WH Smith begins selling e-readers, asks ‘what’s an e-reader?’
You know the Kindle has become truly ubiquitous when even WH Smith has to acknowledge it in some manner. Startled out of its cosy seat in front of the fire with a nice hot chocolate and a copy of Louie Spence’s autobiography lying face down on its lap, and just as it was dozing off too, the venerable high street newsagent, stationer, James Corden-enabler (Cordenabler?) and yes, alright, technically bookshop, has begun selling e-books and compatible readers in partnership with Canadian e-reader manufacturers Kobo.
As of this week, Smith will be the sole UK retailer of the Kobo e-reader and its library of 2.2 million e-books, with the readers retailing from £89.99 – putting it 99p behind the latest Kindle variant’s £89 – and over a million of the books available free of charge, including some truly astonishing-sounding titles, such as Slow Hands (but not that one), Kiss Me Deadly (but not that one) and Dancing In The Moonlight (but not that one. Or that one).
Whilst on one level it makes sense that Smith would want to keep up with Jones (he says, trying to spin a combination ‘keeping up with the Joneses’/Alas Smith & Jones crack out of the shaky assumption that everyone will understand Amazon also goes by the name Jones, which it doesn’t), e-readers on the whole aren’t exactly the kind of thing that Smith’s regular customers would likely go for, by its own admission: CEO Kate Swann describes the chain’s base as ‘lighter book readers’, with figures showing the average Smith customer buys just three books a year, with particularly strong showings from non-fiction and children’s books.
Compare this with the heavy reader/early adopter technology spod audience of the Kindle and it doesn’t seem like a particularly lucrative avenue for a company whose main source of revenue appears to be commuters who have forgotten to pack something to keep them occupied on the train – if they already have a Kindle, they can download new books from Amazon there and then; and if they forget to pack it, they’re not likely to splash out on another one just for the five hours from London to Glasgow.

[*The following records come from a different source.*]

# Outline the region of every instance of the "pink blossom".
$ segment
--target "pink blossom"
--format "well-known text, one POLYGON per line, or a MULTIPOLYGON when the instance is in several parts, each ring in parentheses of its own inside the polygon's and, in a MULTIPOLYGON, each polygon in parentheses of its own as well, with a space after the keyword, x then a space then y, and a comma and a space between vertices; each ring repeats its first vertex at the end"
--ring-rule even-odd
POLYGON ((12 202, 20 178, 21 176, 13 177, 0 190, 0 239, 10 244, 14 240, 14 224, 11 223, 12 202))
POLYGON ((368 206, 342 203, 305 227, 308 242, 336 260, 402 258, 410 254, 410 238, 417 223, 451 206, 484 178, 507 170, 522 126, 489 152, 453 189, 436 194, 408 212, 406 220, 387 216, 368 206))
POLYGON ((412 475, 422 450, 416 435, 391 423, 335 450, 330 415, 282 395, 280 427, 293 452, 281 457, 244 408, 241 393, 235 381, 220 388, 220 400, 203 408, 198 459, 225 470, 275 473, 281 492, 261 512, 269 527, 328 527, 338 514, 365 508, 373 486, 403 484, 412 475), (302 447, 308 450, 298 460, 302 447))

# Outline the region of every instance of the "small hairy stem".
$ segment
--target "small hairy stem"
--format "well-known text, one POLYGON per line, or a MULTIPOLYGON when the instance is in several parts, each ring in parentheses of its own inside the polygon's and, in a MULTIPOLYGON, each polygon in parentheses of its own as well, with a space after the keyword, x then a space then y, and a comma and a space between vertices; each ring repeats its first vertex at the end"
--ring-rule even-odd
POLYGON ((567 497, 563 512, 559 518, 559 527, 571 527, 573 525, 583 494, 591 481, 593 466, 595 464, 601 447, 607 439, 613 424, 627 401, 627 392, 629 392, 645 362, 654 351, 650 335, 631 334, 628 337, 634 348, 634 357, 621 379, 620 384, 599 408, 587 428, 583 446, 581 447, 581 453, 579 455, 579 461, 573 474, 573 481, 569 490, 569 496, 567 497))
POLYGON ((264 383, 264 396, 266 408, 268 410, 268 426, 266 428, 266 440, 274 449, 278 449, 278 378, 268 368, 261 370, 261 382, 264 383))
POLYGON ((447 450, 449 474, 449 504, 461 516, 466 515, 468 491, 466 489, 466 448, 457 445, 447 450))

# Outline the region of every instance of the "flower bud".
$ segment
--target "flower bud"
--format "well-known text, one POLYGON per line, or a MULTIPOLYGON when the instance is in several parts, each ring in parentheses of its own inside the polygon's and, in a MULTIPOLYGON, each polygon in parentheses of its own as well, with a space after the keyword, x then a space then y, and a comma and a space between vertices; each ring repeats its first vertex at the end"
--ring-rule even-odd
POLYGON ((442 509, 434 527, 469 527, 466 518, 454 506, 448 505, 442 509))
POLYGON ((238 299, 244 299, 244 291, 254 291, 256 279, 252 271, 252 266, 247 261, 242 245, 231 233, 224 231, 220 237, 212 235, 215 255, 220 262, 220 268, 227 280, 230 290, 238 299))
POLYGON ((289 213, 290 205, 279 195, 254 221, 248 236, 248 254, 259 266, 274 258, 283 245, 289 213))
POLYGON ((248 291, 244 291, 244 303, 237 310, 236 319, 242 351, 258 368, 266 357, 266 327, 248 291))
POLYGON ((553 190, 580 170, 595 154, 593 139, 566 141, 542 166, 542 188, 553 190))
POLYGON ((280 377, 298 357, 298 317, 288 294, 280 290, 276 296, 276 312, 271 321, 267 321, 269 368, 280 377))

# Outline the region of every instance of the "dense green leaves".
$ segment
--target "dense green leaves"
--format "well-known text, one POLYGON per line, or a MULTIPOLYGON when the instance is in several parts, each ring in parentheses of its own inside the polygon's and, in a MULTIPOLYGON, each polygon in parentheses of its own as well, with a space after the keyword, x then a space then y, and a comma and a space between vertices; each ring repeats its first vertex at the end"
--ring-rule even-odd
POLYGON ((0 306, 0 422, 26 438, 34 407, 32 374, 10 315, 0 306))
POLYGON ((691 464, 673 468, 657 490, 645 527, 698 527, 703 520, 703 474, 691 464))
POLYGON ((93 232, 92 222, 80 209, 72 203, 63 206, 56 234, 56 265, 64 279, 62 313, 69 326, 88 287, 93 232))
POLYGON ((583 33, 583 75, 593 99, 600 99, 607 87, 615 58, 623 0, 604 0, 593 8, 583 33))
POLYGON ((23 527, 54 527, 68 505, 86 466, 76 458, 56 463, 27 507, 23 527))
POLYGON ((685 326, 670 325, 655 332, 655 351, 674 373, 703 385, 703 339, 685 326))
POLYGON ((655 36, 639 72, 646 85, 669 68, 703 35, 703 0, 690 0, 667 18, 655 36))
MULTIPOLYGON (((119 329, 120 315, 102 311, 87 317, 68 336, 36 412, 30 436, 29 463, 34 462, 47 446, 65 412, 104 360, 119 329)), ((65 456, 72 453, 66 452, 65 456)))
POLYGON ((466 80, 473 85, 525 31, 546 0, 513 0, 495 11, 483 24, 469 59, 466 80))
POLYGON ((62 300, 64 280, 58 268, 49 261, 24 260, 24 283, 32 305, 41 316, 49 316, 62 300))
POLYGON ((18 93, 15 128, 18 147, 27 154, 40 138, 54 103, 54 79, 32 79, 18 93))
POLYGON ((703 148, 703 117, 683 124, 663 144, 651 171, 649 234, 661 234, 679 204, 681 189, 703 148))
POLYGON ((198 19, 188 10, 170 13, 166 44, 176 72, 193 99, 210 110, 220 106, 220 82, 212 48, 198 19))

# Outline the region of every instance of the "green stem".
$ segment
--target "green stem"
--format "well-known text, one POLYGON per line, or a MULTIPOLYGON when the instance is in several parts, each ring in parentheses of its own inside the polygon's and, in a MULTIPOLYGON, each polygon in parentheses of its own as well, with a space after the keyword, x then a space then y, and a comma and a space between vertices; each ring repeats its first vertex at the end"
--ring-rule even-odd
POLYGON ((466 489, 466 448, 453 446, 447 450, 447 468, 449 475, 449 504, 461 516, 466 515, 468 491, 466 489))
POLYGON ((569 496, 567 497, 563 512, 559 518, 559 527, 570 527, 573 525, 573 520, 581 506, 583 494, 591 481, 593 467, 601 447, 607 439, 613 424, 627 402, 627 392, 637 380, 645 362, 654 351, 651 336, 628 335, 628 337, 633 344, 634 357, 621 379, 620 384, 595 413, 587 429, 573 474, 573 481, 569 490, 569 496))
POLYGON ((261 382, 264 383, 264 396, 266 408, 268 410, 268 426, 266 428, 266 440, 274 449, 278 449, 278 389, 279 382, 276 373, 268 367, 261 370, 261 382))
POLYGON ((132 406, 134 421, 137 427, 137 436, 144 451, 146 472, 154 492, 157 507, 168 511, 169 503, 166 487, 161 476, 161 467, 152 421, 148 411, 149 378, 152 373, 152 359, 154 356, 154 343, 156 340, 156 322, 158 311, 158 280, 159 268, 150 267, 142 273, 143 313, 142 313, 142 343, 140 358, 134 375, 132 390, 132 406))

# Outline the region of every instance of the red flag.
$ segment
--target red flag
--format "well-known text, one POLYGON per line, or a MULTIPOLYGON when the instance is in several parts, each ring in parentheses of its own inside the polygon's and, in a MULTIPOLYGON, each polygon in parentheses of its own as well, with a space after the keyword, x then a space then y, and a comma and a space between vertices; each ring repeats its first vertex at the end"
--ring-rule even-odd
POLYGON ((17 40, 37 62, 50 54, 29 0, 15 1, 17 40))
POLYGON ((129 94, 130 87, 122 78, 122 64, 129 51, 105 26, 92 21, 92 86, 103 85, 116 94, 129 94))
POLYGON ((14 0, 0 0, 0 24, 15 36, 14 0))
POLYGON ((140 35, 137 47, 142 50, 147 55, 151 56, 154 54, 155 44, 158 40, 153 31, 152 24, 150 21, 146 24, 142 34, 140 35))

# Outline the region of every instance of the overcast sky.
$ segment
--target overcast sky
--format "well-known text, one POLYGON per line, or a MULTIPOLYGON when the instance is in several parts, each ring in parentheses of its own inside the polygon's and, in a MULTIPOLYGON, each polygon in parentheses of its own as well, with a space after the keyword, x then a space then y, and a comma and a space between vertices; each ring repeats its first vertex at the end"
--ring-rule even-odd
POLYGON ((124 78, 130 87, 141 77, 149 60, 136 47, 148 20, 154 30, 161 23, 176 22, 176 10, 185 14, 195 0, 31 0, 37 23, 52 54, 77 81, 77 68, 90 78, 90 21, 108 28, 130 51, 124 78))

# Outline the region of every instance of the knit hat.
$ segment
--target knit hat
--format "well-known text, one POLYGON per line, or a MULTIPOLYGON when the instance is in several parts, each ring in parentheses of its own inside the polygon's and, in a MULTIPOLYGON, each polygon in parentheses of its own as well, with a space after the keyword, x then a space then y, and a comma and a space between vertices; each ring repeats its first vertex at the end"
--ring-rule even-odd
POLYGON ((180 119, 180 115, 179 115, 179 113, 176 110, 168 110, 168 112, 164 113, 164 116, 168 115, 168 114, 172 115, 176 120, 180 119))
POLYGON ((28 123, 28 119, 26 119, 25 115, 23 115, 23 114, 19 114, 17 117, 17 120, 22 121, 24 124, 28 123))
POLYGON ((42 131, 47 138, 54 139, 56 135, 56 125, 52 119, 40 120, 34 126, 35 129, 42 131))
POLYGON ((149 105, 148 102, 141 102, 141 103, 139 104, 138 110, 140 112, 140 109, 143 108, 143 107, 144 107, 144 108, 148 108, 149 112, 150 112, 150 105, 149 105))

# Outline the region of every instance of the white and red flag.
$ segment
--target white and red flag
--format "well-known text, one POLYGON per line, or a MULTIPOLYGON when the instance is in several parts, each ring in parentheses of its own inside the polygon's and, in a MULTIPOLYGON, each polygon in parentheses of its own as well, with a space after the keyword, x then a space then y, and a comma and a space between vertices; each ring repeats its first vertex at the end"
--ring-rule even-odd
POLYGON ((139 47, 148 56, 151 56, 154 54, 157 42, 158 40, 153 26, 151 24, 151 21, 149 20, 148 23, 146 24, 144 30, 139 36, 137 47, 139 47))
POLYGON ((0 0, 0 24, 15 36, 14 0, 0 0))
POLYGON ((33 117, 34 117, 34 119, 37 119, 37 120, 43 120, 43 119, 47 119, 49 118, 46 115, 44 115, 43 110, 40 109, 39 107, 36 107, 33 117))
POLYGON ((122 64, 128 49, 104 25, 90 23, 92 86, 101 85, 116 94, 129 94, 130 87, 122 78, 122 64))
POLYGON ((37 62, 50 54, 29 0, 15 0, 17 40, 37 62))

Still, march of progress, etc., etc., and obviously the way things are going, this is an inevitability that Smith would have to deal with sooner rather than later regardless. Maybe by getting a foot in the door at this relatively early stage, they might be able to claw back a bit of the market from Amazon. Or maybe the Kobo will just end up the Zune to the Kindle’s iPod. Remember the Zune? Yes? Wait, yes? Wow. Microsoft wishes you didn’t.